History of the Baldwin Water Treatment Plant
Cleveland Water has a long history of providing safe, great-tasting water. We’ve grown from a single pump station delivering untreated water through just 13 miles of mains in 1856 to four state-of-art treatment facilities serving 1.4 million customers through a network of 5,300 miles of mains.
Let's look at the history of our second oldest treatment facility, the Baldwin Water Treatment Plant.
Located at the intersection of Stokes Blvd. and Martin Luther King Jr. Dr. and named after the road that use to bisect the property, Baldwin was placed into service in 1925. With its opening, filtered and chlorinated water was delivered to all Cleveland Water customers for the first time.
Before its construction, the site of the Baldwin plant was originally home to the 80-million-gallon open-air Fairmount Reservoir and the original Fairmount Pump Station. From 1885 to 1904, water was pumped from the Division Avenue Pumping Station (now the site of our Morgan Water Treatment Plant) to the Fairmount Reservoir. The Fairmount Pump Station drew water from the reservoir and delivered it to customers located at higher elevations.
In 1904, new infrastructure was built to meet the needs of Cleveland’s growing population and improve water quality for its residents. A new raw water intake and pump station were constructed and connected via a 9-foot diameter brick tunnel built 50 feet below the bed of Lake Erie. The location of the intake 5 miles offshore provided cleaner water that was less impacted by land-based pollution and dramatically reduced cases of waterborne illness among Cleveland residents.
The Kirtland Pump Station, located near the present-day intersection of S. Marginal Rd. and E. 49th St., delivered untreated water to the Fairmount Reservoir for distribution to customers. In 1911, chlorine equipment was added at Kirtland to provide the first form of water treatment in Cleveland. And in 1914, additional pumps were added to the Fairmount Pump Station to deliver water to customers located farther out and at higher elevations.

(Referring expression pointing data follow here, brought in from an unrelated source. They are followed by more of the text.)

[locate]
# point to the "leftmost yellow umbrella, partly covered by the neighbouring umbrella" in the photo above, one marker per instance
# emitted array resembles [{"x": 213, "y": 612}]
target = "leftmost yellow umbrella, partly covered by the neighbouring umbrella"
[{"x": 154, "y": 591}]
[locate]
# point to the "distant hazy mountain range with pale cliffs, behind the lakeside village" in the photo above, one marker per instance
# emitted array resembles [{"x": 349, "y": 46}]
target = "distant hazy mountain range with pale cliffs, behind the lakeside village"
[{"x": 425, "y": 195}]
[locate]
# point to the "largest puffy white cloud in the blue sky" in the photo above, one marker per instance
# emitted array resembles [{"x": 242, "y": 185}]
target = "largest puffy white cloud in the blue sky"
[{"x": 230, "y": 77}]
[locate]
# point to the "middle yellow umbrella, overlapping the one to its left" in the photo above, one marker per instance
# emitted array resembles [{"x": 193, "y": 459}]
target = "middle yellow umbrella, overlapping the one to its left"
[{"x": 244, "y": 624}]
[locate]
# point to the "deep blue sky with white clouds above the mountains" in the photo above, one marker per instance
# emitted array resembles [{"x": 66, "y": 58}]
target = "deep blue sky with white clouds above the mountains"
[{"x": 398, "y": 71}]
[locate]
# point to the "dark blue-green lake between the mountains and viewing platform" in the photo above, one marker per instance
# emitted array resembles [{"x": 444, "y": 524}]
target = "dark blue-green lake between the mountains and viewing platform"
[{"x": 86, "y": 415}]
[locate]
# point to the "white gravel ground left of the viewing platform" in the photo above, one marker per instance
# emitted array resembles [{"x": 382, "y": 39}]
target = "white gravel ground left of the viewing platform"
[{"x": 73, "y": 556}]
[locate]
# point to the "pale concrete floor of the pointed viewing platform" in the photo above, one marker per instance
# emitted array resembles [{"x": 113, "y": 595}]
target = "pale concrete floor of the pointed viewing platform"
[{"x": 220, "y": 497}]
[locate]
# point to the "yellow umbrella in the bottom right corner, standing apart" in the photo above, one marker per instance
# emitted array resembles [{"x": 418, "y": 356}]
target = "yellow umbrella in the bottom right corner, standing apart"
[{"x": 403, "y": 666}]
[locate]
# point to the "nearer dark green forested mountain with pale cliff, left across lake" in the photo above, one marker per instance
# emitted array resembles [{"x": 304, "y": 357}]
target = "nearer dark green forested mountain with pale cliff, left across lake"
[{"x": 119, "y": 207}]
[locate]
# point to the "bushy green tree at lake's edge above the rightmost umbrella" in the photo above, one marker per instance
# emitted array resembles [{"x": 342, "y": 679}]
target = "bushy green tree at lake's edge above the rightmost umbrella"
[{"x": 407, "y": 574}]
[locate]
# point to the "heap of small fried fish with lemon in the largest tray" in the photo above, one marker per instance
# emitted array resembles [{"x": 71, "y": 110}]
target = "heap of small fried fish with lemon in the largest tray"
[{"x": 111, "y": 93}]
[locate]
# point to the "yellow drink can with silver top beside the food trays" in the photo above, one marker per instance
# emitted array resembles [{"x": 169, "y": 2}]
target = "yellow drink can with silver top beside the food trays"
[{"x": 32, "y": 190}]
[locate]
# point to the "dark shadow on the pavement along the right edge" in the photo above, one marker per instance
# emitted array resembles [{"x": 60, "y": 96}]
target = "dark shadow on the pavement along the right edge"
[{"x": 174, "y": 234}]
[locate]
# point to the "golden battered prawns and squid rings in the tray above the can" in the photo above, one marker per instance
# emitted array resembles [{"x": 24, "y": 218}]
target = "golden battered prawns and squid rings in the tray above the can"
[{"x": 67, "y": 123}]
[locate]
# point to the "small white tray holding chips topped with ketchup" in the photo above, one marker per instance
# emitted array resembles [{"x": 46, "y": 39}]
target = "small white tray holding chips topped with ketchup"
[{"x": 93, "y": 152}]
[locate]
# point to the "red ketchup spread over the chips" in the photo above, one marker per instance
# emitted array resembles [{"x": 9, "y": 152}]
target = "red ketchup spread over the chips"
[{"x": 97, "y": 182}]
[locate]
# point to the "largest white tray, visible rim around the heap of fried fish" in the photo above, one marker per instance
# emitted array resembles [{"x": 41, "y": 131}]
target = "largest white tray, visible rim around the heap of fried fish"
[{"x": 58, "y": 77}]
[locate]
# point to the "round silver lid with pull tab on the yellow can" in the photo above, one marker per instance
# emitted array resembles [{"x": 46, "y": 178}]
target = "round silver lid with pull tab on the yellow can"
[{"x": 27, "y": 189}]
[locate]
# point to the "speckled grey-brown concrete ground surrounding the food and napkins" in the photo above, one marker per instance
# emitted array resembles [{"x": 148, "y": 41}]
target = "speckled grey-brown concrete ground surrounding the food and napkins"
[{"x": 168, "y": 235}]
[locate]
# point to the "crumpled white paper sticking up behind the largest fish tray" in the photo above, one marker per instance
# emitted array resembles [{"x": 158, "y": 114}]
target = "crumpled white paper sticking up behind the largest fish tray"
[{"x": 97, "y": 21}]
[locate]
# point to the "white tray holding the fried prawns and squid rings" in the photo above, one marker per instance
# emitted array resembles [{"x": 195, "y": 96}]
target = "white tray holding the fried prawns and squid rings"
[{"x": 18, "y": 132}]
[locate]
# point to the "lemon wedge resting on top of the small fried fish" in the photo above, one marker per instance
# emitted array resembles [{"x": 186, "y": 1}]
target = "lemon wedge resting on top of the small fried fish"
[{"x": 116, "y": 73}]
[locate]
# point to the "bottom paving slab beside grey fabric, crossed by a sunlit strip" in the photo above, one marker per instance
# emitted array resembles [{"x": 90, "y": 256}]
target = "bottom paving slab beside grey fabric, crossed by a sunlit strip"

In the early 1920s construction began on the current Baldwin plant, then called the Baldwin Filtration Plant and Reservoir, to serve the growing city. Designed by architect Herman Kregelius, it features a 750-long Palladian-style filtration building and a covered underground reservoir carved out of solid rock. With a capacity of 135 million gallons, the Baldwin Reservoir was the largest in the world at the time it was built.
Since its construction, Baldwin and its supporting facilities have undergone several renovations and updates. The Kirtland Pump Station was repurposed and renovated in the late 1920s to deliver lake water directly to Baldwin for treatment via twin 60-inch express mains, each five miles long. In 1968 the original steam-powered pumps were replaced with new electrically powered ones.

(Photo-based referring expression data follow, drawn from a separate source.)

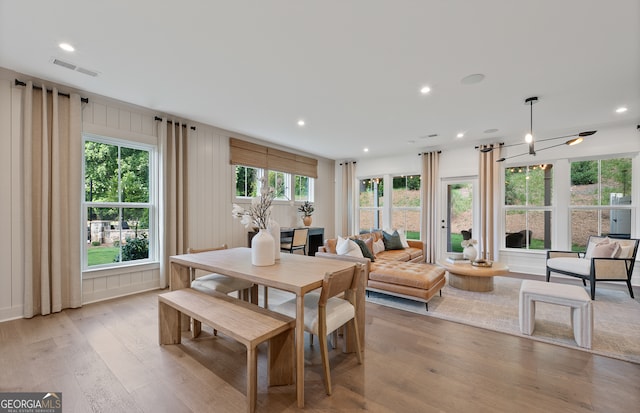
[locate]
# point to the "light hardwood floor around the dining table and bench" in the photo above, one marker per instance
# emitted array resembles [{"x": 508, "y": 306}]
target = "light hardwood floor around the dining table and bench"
[{"x": 105, "y": 357}]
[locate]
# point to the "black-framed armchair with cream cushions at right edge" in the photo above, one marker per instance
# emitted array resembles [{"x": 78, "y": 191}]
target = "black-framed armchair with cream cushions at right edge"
[{"x": 606, "y": 259}]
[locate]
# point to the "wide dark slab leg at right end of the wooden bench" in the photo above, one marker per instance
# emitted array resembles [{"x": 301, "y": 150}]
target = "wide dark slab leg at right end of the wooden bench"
[{"x": 281, "y": 359}]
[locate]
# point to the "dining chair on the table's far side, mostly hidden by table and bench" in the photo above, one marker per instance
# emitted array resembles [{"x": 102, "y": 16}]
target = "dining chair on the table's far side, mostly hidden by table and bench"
[{"x": 219, "y": 283}]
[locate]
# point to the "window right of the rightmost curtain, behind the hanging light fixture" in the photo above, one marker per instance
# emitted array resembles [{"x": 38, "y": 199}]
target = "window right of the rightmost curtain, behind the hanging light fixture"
[{"x": 528, "y": 217}]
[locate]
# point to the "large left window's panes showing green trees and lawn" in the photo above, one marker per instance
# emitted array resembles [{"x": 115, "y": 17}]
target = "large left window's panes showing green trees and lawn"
[{"x": 119, "y": 206}]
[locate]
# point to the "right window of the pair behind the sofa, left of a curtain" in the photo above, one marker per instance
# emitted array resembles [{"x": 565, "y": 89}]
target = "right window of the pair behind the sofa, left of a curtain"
[{"x": 405, "y": 208}]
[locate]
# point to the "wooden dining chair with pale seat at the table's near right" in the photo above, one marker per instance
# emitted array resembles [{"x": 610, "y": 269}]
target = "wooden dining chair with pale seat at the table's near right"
[{"x": 328, "y": 310}]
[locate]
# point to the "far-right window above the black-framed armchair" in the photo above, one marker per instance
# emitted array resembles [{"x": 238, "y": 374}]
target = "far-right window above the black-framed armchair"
[{"x": 600, "y": 199}]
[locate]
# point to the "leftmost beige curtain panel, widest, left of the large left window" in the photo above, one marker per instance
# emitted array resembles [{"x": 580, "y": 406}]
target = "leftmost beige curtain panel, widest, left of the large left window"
[{"x": 52, "y": 162}]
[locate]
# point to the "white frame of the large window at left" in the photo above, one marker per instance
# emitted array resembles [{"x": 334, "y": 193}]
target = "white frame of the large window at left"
[{"x": 152, "y": 205}]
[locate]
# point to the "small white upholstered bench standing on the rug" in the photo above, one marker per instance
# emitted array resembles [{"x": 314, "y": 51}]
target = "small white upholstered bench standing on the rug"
[{"x": 567, "y": 295}]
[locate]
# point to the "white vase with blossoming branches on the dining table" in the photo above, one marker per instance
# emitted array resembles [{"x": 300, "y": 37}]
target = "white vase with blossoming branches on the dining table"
[{"x": 259, "y": 215}]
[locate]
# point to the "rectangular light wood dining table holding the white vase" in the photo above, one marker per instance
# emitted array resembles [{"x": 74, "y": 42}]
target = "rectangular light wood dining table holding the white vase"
[{"x": 298, "y": 274}]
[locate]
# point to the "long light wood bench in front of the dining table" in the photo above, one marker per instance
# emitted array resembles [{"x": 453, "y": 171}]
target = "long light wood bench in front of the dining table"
[{"x": 242, "y": 321}]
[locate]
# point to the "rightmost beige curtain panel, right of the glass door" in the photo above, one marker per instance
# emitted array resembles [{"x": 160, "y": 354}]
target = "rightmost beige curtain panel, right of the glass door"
[{"x": 489, "y": 242}]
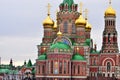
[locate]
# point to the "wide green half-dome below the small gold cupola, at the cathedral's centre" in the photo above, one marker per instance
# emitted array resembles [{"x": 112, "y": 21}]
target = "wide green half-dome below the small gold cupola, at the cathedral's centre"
[{"x": 60, "y": 45}]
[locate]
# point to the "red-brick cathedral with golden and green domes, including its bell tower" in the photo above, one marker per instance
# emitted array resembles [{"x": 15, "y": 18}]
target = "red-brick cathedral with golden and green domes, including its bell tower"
[{"x": 67, "y": 51}]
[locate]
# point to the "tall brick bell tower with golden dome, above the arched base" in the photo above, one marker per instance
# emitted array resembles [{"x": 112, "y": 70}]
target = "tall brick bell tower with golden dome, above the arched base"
[{"x": 110, "y": 44}]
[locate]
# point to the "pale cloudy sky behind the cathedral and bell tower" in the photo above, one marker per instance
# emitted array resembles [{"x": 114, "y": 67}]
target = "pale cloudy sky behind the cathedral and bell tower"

In 1964, the water intake crib was updated with automated light and sound warnings for boaters. The bell that had been previously used to warn boaters is on display at Baldwin.
From 2001 to 2012 Baldwin underwent $156 million in major renovations as part of Cleveland Water’s Plant Enhancement Program. Some of the key upgrades included the installation of a plant-wide automation system, the installation of two new service pumps, a new in-line rapid mix, mechanical flocculation, rehabilitated filters, a safer chlorine feed system, and two new pumps at Kirtland.

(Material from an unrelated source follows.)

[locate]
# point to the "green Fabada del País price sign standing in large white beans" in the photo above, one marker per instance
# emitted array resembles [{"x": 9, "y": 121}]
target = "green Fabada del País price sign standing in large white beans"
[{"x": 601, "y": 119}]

Today, Baldwin pumps an average of 70 million gallons of water a day to residents and businesses located in downtown, the east side of Cleveland, and the eastern and southeastern suburbs. The 1904 intake still supplies lake water to the plant and the large orange structure sitting on top has become known as the 5-mile Crib. It is the only one of our four water intakes visible above the surface of the lake.